Jungar's writing has several small mistakes or misleading expressions about some details. Her assessment should not be relied upon.
This is the first time I hear that Frederick Charles of Hesse and Brabant, elected king of Finland, would have reigned under the name "Yrjö I" (George) and I am totally certain that this is incorrect. Nobody in any literature seems to agree with Jungar about this detail.
In real history (as opposed to what Jungar appears to inhabit), there is no source about the definitive regnal name, but some draft documents of the protocol and diplomacy unit of the Senate do show that there was some intention to use that one of the king's two names which would sound more familiar in its Finnish rendition, i.e "Kaarle". Thusly he would have reigned as king Charles of Finland (the regnal ordinal may have been "I" but alternatively there could have been acceptable reasons to count several earlier Charleses as his predecessors as kings over Finland).
Mik
I think it is safe to say that such nuances exist in most political parties. One Norwegian example could be the Centre Party, which forms part of the centre-left government, but whose deputy leader, Ola Borten Moe, is generally considered to be significantly to the right of its leader Liv Signe Navarsete.

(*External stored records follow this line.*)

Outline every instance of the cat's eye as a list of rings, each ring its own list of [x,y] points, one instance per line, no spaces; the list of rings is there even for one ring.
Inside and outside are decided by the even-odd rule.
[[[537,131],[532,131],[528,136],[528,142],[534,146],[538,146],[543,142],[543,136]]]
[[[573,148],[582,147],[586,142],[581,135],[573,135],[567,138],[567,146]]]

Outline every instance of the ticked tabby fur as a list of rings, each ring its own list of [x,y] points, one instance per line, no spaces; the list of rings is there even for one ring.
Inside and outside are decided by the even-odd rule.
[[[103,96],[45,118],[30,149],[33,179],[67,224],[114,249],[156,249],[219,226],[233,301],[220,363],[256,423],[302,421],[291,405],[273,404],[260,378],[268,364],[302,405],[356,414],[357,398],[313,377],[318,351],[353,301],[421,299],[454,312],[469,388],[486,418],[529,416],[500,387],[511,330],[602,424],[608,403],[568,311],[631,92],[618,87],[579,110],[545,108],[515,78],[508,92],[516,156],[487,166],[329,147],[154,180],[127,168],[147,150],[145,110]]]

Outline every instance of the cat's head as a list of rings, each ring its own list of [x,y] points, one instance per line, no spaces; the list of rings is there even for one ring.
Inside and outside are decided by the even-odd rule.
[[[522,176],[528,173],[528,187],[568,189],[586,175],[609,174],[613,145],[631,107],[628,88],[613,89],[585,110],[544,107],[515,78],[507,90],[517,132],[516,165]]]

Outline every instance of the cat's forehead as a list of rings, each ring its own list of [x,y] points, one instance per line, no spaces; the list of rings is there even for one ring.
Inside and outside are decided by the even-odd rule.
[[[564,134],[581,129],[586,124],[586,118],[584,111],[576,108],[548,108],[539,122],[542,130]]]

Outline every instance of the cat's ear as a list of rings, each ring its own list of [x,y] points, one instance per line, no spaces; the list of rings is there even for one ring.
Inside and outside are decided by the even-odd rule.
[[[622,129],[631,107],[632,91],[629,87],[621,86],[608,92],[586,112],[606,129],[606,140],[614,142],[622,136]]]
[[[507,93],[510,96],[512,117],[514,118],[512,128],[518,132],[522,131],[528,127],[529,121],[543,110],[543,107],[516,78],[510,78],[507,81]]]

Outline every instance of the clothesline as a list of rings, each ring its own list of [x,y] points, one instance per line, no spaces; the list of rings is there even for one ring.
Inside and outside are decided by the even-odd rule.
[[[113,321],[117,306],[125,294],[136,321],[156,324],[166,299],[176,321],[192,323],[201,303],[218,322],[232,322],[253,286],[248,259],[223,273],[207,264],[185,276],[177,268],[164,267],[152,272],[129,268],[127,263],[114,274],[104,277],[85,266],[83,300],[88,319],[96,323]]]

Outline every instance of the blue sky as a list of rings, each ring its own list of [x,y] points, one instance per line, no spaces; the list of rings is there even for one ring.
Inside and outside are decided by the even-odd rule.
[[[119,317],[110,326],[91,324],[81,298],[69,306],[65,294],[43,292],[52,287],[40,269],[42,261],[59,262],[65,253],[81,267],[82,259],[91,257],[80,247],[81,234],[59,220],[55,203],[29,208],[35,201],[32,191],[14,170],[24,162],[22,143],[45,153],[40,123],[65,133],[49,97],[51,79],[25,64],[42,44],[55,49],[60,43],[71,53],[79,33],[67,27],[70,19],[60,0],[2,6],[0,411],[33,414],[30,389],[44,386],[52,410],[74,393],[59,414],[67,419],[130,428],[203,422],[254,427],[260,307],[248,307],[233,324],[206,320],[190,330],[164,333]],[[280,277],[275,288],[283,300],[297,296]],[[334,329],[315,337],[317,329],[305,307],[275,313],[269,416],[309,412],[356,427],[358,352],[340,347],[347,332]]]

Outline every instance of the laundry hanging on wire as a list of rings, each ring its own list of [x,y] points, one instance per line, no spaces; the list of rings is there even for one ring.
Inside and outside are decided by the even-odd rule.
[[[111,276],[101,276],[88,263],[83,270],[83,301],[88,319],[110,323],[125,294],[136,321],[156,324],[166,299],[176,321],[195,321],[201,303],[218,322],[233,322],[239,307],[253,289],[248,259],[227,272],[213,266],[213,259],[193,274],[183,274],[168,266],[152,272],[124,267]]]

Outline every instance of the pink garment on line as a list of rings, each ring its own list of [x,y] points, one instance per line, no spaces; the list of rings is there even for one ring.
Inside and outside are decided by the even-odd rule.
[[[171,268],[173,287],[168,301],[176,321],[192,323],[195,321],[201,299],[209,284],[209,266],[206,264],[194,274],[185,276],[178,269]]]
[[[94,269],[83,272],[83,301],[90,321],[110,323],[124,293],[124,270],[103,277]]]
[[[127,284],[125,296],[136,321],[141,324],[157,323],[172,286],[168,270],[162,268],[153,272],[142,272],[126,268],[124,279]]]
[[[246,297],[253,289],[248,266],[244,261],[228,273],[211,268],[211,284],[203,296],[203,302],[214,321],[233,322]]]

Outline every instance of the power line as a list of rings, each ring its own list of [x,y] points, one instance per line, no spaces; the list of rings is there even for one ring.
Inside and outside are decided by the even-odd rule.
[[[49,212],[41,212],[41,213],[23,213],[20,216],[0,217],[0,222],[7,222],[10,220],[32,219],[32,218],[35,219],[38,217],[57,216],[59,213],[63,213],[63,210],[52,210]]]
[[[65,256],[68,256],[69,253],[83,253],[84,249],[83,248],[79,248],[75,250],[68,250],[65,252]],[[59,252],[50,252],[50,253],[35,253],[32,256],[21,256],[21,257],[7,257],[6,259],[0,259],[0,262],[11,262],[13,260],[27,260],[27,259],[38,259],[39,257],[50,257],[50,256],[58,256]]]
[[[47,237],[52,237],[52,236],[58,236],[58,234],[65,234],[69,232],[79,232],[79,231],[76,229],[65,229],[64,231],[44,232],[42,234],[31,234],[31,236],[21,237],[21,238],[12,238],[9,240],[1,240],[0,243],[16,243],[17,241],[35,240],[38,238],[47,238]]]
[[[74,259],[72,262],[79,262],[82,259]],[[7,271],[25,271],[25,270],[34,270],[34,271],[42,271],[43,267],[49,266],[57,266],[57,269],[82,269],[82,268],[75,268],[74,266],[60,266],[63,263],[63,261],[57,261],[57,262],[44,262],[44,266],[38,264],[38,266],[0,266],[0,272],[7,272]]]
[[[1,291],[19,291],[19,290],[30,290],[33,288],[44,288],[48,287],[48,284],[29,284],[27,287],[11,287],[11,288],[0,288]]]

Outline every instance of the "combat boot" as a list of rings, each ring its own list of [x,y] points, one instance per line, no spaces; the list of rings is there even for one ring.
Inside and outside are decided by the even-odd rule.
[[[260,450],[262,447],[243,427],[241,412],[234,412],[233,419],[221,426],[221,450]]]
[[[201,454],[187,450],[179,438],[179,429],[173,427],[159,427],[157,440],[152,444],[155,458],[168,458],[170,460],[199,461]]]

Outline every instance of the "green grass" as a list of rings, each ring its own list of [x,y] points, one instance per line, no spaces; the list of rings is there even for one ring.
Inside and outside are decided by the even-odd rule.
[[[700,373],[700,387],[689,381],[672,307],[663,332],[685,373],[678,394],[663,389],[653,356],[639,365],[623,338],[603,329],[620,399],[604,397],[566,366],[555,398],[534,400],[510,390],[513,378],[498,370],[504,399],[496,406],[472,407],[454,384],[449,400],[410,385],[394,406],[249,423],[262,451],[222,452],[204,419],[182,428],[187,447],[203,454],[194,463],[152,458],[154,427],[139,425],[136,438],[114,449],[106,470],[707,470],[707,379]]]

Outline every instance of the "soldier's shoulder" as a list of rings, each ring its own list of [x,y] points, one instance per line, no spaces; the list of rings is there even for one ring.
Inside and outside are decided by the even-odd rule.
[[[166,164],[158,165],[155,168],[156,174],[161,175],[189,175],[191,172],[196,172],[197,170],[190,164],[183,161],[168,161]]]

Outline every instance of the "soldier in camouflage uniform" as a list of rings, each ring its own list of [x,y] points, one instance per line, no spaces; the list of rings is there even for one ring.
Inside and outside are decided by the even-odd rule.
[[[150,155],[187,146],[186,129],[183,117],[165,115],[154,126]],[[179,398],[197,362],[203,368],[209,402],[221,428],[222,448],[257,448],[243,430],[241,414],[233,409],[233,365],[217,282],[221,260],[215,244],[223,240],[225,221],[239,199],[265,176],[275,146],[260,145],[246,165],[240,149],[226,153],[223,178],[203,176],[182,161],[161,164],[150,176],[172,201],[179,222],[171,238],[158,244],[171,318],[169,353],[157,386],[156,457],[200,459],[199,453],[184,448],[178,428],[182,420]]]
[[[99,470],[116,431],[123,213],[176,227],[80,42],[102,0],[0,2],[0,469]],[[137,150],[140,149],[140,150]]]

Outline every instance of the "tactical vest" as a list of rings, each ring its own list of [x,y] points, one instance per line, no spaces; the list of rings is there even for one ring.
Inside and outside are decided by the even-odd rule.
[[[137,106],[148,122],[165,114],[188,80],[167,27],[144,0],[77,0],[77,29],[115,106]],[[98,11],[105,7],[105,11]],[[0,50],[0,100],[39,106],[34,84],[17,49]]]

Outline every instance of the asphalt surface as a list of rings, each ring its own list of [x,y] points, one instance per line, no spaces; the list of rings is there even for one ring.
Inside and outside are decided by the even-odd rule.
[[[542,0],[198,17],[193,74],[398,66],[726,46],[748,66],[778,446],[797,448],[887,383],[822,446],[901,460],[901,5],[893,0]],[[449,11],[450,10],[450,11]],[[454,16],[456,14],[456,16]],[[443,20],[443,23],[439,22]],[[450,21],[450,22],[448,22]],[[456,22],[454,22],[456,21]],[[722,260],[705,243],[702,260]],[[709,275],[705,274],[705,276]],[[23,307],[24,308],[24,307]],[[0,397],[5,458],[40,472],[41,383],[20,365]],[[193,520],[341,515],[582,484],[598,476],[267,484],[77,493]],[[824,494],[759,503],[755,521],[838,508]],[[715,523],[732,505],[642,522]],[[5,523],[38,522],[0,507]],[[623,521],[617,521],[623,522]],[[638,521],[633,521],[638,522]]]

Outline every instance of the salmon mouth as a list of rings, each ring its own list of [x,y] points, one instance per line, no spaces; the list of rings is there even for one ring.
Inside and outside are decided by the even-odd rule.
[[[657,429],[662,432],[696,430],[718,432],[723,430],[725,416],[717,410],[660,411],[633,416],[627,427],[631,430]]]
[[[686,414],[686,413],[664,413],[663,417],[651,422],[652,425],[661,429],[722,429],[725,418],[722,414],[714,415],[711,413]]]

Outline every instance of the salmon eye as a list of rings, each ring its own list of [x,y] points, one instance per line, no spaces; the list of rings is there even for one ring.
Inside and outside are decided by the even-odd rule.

DeleteYes, the "homosexual aspect" was one of the most interesting sides of this presidential election - perhaps particularly considering the incident about the True Finns, the war veterans and the homosexuals at the independence day ball last December.
Jungar's claim that Friedrich Karl of Hesse would have reigned as Yrjö I was new to me too and I too doubt it (unless Jungar has found unknown material showing this to be the case). I know the oft-repeated "Väinö I" story is a myth, but Kaarle indeed seems to have been the most likely option.
I guess he could have chosen Kaarle VI (if one counts Karl Knutsson as Kaarle I and Carl XII as Kaarle V), but I think it would have been more in keeping with how such things are generally done if one had started with Kaarle I after independence, given that Finland was not a realm of its own in the Swedish era. (But there are of course exceptions to this, like Carl XIII, Carl XIV Johan and Carl XV, who used those numerals in both Sweden and Norway although both were independent kingdoms in a personal union and the Norwegian numeral therefore should have been different).